The House of Representatives has already passed a repeal of DADT, pending a Pentagon review of the policy that is slated to wrap up by December. The language in the Senate's Defense Authorization Bill would've done the same thing. Secretary of Defense Robert Gates and Admiral Michael Mullen, Chairman of the Joint Chiefs of Staff, have both spoken out in favor of repeal.

The judicial branch has even ruled DADT unconstitutional. So why are we still applying the policy?

There are a few options going forward; the repeal can be brought up for a vote in the Senate again, likely after the midterm elections. Considering the bleak prospects for Democrats come Nov. 2, though, that's not a likely prospect.

President Obama can, and should, sign an executive order immediately ceasing enforcement of the policy, until such a time that Congress passes the repeal. DADT is not a policy drafted by the military; it is a law passed by Congress during the Clinton Administration, and it must ultimately be taken off the books the same way it was enacted.

President Truman signed an executive order in 1948 halting racial discrimination in the military. He didn't wait for a Pentagon review, he didn't take into account how the soldiers on the ground would feel; he did what was right and made sure that full equality applied to all of this country's soldiers.

President Obama needs to do the same. If the Senate won't do the right thing, then the White House must.

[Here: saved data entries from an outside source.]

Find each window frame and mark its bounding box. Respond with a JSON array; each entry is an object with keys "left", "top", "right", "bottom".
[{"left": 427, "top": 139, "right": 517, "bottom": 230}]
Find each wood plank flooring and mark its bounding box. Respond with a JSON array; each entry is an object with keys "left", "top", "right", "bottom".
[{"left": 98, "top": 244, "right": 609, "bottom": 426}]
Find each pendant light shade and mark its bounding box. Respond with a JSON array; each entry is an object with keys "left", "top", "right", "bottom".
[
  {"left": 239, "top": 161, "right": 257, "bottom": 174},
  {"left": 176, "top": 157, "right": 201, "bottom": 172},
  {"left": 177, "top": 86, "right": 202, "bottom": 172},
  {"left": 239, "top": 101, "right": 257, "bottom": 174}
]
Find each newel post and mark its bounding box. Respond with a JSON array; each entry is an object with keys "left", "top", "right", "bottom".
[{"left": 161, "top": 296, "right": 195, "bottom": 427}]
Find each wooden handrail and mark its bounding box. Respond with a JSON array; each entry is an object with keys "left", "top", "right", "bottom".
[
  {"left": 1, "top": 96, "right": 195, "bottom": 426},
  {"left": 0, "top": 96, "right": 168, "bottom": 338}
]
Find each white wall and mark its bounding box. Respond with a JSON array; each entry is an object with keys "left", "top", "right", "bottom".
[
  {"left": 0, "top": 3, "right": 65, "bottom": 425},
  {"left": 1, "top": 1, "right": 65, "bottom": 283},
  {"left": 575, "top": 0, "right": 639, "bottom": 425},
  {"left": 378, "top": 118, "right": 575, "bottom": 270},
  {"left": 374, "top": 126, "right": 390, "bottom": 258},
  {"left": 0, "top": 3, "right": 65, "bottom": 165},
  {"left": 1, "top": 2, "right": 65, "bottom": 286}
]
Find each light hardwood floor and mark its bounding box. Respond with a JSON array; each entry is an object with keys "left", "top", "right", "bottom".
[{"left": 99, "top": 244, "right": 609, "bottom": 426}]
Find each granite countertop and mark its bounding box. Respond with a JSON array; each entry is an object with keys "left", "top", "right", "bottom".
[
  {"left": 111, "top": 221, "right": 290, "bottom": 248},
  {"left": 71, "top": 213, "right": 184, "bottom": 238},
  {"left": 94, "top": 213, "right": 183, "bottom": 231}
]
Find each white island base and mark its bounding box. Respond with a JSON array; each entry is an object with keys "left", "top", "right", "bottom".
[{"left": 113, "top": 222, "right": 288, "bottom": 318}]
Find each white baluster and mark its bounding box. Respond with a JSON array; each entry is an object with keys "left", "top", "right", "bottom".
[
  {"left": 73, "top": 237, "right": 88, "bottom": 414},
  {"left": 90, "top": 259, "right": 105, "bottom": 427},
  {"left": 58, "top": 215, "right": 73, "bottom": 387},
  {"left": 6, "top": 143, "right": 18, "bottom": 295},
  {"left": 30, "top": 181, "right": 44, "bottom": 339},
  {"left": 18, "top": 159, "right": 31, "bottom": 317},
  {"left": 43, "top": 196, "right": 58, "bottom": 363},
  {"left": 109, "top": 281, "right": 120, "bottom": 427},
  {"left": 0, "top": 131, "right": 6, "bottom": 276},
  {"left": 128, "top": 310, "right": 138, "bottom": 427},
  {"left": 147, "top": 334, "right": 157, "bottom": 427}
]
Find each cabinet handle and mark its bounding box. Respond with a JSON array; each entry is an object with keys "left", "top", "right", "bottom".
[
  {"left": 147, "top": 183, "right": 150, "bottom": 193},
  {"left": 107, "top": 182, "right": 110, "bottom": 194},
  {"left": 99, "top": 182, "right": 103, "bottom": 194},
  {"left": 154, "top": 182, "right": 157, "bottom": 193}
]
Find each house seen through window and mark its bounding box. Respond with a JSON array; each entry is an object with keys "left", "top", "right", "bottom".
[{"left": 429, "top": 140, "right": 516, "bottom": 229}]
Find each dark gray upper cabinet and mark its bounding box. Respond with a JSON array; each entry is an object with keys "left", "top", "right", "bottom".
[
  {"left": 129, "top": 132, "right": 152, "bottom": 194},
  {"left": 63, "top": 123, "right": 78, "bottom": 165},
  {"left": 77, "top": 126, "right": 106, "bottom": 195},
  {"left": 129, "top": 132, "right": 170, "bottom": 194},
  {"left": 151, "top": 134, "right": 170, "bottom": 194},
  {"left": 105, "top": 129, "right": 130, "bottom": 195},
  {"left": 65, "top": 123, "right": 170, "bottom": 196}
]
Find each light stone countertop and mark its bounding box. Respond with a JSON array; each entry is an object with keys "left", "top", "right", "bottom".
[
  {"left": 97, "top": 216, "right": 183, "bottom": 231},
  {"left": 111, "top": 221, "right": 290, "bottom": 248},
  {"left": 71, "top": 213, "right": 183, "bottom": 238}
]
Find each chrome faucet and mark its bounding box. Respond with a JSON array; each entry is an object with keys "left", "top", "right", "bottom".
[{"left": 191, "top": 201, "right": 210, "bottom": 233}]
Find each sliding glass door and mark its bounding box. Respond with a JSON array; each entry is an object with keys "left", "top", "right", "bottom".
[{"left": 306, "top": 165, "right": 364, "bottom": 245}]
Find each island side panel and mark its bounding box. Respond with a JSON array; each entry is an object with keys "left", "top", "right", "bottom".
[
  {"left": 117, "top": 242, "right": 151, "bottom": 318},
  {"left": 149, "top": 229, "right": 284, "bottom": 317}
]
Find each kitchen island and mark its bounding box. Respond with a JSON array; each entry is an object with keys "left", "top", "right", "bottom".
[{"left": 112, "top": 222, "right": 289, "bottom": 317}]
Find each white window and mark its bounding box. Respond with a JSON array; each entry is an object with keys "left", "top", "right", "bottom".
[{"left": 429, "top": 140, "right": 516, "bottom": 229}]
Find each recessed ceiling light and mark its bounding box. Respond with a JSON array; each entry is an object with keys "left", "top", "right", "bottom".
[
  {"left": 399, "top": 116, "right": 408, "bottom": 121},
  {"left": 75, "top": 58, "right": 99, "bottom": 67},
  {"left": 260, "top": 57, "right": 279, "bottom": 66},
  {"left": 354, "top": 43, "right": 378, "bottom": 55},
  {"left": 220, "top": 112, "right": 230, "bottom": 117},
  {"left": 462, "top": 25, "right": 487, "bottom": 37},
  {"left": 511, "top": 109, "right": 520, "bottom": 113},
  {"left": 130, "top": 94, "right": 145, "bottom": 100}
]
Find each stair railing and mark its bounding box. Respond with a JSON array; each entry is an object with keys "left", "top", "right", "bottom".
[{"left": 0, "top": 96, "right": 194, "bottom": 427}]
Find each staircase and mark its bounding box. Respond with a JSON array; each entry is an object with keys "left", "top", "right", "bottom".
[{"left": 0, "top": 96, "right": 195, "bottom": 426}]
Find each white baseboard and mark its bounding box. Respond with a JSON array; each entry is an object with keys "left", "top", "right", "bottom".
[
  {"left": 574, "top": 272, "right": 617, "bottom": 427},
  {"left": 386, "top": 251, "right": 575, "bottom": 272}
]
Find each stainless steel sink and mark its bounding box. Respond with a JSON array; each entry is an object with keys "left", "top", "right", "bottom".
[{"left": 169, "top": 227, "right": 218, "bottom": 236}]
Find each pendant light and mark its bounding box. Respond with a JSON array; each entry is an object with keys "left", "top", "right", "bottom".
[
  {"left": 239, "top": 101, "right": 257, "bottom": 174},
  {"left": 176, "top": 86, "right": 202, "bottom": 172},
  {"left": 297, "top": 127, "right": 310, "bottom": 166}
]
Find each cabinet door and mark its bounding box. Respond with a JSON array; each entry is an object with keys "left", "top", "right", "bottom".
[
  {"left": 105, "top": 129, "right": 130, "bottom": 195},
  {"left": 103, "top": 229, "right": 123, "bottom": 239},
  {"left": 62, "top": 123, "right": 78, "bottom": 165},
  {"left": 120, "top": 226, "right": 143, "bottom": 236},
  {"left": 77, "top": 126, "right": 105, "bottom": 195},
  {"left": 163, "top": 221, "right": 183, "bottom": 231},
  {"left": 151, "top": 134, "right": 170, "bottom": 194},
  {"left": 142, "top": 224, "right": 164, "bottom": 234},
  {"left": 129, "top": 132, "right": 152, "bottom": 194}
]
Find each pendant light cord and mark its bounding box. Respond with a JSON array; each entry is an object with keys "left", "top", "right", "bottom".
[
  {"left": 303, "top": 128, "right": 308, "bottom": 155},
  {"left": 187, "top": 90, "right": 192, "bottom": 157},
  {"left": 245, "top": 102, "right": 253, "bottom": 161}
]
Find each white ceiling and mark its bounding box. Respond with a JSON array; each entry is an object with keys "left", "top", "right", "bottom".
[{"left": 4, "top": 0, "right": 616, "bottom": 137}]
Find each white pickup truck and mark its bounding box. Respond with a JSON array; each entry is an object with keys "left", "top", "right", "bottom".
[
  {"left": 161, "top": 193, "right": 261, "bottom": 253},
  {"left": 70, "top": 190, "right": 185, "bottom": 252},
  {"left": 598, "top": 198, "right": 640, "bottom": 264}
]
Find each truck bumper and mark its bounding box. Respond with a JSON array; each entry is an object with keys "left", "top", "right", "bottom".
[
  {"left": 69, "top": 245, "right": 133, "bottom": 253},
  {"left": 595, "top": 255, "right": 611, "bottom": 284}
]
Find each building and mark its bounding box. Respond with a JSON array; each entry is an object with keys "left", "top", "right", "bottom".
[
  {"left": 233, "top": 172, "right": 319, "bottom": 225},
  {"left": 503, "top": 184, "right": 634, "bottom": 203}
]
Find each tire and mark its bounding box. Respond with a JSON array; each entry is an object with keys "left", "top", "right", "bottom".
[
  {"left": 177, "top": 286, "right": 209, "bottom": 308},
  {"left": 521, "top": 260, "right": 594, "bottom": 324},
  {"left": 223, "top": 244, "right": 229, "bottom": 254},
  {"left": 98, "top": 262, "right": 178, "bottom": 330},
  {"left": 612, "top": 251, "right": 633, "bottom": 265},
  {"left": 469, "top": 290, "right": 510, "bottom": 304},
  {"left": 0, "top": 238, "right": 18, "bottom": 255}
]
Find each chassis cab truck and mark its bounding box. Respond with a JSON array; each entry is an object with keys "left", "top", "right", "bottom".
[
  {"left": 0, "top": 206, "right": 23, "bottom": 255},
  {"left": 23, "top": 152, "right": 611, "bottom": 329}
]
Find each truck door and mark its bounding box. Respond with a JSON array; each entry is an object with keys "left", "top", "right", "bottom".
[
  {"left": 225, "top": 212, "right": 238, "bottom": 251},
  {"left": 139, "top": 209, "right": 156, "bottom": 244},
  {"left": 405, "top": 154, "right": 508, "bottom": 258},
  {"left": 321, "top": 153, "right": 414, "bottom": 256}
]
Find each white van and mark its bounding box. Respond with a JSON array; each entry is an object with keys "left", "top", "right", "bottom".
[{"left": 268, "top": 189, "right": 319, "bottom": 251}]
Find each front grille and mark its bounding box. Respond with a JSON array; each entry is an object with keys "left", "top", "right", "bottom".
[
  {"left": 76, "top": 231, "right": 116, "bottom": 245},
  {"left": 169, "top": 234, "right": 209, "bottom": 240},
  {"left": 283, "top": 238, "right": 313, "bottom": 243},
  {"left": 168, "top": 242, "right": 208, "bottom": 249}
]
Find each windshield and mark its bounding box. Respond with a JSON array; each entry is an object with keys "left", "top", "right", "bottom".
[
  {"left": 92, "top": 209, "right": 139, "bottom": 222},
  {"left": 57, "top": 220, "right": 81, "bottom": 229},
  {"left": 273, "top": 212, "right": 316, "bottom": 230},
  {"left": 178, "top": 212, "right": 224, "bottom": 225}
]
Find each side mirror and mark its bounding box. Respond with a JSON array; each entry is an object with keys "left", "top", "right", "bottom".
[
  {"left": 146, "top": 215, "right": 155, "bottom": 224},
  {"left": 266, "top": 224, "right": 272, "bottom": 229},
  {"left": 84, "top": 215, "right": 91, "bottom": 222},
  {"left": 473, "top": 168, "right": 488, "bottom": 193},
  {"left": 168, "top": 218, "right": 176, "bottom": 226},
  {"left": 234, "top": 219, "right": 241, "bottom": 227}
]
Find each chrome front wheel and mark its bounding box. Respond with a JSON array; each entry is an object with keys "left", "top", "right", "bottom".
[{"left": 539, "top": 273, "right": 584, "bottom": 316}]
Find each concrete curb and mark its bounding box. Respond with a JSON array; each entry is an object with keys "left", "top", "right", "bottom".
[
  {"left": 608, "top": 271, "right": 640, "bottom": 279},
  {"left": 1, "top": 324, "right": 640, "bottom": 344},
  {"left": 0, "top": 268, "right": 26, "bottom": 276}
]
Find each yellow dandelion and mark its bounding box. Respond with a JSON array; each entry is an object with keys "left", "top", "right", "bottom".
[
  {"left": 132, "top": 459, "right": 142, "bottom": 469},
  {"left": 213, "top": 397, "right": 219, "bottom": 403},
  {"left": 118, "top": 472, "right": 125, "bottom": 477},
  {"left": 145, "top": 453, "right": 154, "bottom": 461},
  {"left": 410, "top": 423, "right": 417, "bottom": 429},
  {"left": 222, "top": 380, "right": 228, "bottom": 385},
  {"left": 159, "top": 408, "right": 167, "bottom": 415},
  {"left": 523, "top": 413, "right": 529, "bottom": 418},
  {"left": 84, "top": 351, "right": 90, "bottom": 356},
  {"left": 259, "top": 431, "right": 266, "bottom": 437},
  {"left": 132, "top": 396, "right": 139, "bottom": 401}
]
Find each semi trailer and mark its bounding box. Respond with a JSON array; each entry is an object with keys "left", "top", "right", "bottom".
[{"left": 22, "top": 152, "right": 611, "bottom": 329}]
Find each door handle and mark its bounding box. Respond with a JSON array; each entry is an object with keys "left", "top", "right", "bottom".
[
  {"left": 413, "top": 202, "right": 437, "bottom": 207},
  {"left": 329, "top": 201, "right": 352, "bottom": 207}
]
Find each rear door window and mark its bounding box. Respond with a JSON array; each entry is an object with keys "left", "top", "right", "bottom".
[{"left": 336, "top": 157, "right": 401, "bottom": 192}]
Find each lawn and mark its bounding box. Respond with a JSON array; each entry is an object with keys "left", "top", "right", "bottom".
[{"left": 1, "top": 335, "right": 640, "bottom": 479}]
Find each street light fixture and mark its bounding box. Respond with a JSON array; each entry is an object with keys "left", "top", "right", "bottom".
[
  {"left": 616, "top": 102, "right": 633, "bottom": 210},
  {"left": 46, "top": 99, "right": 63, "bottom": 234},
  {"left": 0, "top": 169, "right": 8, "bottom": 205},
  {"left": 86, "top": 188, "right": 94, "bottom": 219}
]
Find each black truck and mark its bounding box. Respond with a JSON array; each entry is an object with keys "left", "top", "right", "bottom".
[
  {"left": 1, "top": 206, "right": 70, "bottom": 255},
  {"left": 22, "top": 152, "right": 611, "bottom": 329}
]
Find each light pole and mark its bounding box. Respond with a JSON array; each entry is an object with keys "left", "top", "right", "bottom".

Frankly, any soldier so bothered by the prospect of a homosexual soldier that their performance would be affected has no business defending this nation anyway. As Lady GaGa said on Monday, maybe the prejudiced soldier should be sent home instead of the gay soldier. Do we really want to be defended by a bunch of bigots?

No one in this country can claim that we are a nation of equality -- at least, not with a straight face -- when we have such policies as DADT and DOMA on the books. The opposition will always frame this as an issue of morality and religious superiority, when in fact this is a matter of equality and rights for all -- constitutional protections that are the birthright of everyone in this country and are not up for debate or a vote.

Everyone in this country -- gay or straight, Christian or atheist, Democrat or Republican -- has the same rights and privileges, and laws such as DADT fly in the face of the very core of our country. How can we trumpet our land as one of equality when we have such blatantly discriminatory laws on the books? How can we preach equality when we kick out honorable men and women from the military when we find out they're gay? How are we equal when one couple can marry but another cannot?

DOMA and DADT are unconstitutional; plain and simple. The GOP loves to scream about "Big Government," when in reality, these discriminatory policies they champion are the very definition of the "Big Government" they claim to despise.

Lady GaGa and most of the American people get that. Why is it the people who can actually vote this archaic law out of existence don't?


  1. Fortunately the courts have given Obama a way around congress in this issue. Since a federal judge has already ruled the law unconstitutional all the administration has to do is not appeal (note: it is traditional for the justice department to appeal in defense of passed law but not required). If they choose not to then the law is overturned and the cowards in the senate can't stand in its way.